Ball had been sought for questioning last week, and Fire Department officials announced Monday that he had been found.

Neither he nor Caver is a stranger to Las Vegas police.

Caver has been arrested more than two dozen times, mostly on warrants stemming from failure to show up for court appearances after being cited in car crashes.

"It looks like this guy can't drive," said officer Jose Montoya, a spokesman for the Police Department. "He's had a bunch of traffic collisions."

Over the past decade, Caver also has been arrested three times on domestic violence battery charges. In addition, he has faced numerous gun, drug and alcohol charges during that time, police records show. The disposition on many of those cases could not be determined Thursday.

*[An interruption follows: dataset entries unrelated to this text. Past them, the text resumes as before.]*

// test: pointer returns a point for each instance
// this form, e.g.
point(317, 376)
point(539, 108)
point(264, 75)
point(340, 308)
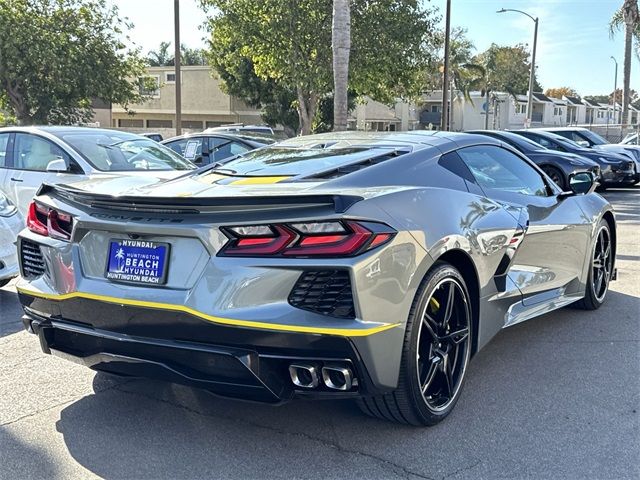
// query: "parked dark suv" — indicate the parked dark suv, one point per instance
point(557, 165)
point(615, 170)
point(586, 138)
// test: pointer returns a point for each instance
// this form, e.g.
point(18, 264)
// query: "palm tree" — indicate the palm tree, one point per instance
point(466, 74)
point(341, 46)
point(628, 16)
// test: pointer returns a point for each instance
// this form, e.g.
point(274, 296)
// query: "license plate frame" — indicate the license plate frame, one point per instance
point(139, 250)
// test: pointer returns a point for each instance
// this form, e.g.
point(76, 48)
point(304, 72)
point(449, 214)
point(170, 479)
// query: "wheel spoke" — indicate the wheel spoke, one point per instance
point(430, 324)
point(449, 306)
point(458, 336)
point(448, 376)
point(433, 368)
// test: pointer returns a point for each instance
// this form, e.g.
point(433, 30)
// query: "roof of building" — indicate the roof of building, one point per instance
point(541, 97)
point(573, 100)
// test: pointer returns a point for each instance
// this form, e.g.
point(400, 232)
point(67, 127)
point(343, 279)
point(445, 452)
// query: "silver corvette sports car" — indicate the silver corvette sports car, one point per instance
point(352, 265)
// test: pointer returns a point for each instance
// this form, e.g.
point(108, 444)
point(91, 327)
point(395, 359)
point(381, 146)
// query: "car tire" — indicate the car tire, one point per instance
point(556, 175)
point(408, 404)
point(600, 269)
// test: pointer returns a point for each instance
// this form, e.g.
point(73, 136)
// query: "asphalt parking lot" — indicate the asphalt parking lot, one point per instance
point(555, 397)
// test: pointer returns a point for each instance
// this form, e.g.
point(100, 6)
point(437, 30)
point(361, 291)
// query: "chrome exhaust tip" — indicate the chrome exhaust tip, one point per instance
point(337, 377)
point(304, 375)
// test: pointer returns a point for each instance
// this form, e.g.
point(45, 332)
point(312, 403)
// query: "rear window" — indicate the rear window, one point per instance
point(115, 152)
point(294, 161)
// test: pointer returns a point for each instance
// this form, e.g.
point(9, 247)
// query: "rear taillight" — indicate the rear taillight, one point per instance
point(49, 222)
point(309, 239)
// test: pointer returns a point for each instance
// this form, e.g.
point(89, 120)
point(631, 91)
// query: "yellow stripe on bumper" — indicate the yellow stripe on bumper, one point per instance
point(344, 332)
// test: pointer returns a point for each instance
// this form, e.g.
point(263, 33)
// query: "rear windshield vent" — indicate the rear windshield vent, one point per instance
point(327, 292)
point(354, 167)
point(31, 260)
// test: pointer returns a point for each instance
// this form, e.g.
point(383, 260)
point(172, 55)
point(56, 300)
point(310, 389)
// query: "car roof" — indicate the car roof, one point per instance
point(415, 139)
point(559, 129)
point(66, 129)
point(264, 139)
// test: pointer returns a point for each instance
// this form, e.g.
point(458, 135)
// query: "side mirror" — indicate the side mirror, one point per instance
point(57, 166)
point(582, 183)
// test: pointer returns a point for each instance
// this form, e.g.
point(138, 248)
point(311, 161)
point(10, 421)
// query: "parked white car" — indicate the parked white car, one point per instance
point(631, 139)
point(10, 225)
point(30, 156)
point(588, 139)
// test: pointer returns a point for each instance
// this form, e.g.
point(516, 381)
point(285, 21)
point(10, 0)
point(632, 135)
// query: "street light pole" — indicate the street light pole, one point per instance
point(533, 62)
point(444, 119)
point(615, 88)
point(176, 62)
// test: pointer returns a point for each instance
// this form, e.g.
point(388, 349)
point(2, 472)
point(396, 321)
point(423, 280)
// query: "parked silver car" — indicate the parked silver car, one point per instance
point(355, 266)
point(30, 156)
point(10, 225)
point(586, 138)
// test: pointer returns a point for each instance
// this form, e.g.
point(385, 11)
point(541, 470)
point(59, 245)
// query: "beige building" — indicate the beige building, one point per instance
point(204, 104)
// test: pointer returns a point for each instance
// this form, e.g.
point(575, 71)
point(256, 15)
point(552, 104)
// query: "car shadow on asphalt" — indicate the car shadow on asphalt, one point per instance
point(136, 428)
point(18, 456)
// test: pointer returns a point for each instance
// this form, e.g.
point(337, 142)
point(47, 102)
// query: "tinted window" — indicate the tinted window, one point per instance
point(35, 153)
point(4, 143)
point(222, 148)
point(118, 152)
point(279, 160)
point(498, 169)
point(190, 147)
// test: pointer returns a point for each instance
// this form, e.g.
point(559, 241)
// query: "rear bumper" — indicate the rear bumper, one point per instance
point(241, 363)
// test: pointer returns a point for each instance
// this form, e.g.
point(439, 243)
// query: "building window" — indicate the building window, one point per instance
point(192, 124)
point(130, 123)
point(170, 77)
point(149, 86)
point(159, 123)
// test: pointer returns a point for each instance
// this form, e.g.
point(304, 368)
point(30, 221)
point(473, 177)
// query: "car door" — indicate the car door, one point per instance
point(550, 255)
point(6, 148)
point(28, 168)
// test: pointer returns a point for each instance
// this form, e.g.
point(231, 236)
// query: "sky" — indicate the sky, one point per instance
point(574, 47)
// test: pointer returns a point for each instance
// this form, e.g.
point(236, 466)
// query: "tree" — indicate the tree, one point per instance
point(465, 73)
point(162, 57)
point(508, 69)
point(288, 42)
point(559, 92)
point(56, 55)
point(340, 45)
point(628, 16)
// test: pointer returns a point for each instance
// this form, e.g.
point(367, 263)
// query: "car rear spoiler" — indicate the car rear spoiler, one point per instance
point(340, 203)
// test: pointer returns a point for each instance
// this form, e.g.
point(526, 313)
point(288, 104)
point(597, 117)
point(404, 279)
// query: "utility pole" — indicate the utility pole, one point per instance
point(533, 62)
point(444, 119)
point(615, 89)
point(176, 28)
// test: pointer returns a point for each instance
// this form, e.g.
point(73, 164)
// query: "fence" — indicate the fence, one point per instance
point(614, 133)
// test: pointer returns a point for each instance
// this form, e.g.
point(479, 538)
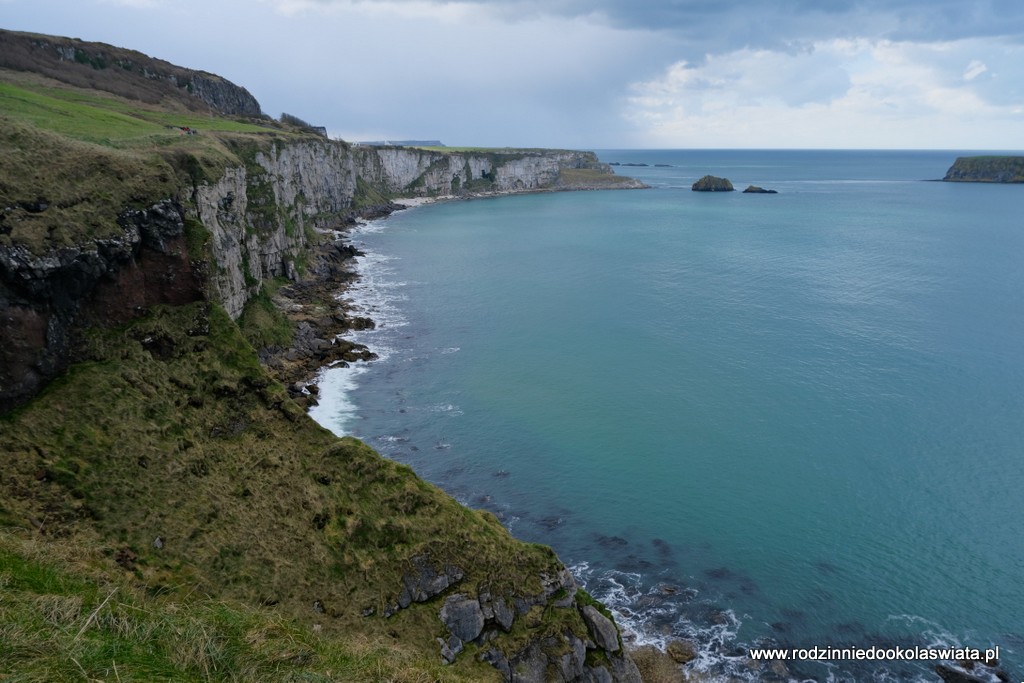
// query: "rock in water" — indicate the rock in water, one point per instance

Ball has been arrested about a dozen times. "Most of his arrests are drug-related, and most of the warrants are because he fails to show up for court," Montoya said.

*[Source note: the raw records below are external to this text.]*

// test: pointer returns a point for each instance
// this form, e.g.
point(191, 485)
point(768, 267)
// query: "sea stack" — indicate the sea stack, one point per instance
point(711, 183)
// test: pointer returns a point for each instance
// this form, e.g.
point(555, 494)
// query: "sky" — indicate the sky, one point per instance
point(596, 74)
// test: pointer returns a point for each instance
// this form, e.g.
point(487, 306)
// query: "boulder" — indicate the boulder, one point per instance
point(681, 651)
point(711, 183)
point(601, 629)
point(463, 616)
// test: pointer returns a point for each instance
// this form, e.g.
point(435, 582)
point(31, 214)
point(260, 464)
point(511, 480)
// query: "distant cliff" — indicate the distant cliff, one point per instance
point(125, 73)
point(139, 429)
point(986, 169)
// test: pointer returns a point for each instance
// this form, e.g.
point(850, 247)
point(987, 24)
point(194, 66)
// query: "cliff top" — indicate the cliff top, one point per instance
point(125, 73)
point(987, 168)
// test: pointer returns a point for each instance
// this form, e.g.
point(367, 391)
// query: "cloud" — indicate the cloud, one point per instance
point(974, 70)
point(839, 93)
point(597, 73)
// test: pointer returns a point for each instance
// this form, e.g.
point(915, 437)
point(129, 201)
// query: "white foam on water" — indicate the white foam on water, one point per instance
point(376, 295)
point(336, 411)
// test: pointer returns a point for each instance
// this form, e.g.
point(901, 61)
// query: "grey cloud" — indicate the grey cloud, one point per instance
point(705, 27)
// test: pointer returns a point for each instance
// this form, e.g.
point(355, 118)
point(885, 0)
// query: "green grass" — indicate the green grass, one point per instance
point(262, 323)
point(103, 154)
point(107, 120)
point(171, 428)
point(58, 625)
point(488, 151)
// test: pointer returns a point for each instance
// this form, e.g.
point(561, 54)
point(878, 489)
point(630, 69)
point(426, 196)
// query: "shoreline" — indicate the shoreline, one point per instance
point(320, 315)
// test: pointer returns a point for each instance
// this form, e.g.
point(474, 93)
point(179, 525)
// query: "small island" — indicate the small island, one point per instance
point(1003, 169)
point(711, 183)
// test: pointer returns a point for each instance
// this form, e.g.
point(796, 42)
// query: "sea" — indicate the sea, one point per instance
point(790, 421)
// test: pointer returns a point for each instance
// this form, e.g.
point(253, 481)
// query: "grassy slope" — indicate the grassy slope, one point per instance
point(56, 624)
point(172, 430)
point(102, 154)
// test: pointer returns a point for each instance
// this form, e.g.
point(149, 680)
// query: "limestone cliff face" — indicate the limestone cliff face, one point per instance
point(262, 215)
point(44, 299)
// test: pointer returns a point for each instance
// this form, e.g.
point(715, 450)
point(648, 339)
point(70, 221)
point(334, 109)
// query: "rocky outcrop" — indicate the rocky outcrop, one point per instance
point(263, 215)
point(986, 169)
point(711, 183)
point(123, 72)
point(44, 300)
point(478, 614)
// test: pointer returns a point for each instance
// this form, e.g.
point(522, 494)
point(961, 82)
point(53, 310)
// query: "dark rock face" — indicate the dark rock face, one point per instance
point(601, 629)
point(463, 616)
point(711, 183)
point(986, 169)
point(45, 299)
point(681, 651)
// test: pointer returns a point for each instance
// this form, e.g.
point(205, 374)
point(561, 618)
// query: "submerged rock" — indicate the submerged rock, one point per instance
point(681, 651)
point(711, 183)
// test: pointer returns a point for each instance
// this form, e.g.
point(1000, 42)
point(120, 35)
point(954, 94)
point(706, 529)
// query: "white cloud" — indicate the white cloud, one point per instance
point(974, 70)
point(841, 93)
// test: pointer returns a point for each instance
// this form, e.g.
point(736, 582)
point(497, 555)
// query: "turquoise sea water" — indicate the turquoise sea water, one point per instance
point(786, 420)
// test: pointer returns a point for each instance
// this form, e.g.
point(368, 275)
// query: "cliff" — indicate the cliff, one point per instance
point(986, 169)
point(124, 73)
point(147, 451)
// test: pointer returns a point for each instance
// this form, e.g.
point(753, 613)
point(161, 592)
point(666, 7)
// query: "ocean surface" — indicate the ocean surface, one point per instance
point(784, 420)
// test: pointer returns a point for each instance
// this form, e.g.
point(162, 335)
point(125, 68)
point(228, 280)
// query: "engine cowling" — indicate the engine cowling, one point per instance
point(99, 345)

Ball's sole felony conviction stems from a 1998 arrest in which police caught him with crack cocaine and three bags of marijuana less than 200 yards from the Moulin Rouge, court records show.

After pleading guilty to felony drug possession, Ball was sentenced to drug court but was thrown out of the program and given jail time when he repeatedly failed to show up at a drug treatment center.

The Fire Department on Thursday refused to authorize the release of Ball's and Caver's booking photographs from the Clark County Detention Center.

Fire Department spokesman Tim Szymanski said the reason for this was the possibility that federal arson charges will be filed. U.S. Department of Justice guidelines do not permit the release of booking photographs for defendants in federal cases.

Wednesday's arrests cap part of a three-week mystery into the destruction of the shuttered casino, which nearly a half-century ago became the city's first racially integrated gambling hall.

In the five months it was open in 1955, the Moulin Rouge hosted black entertainers such as Harry Belafonte and Sammy Davis Jr., who headlined shows on the Strip but were barred from sleeping in the segregated hotels there.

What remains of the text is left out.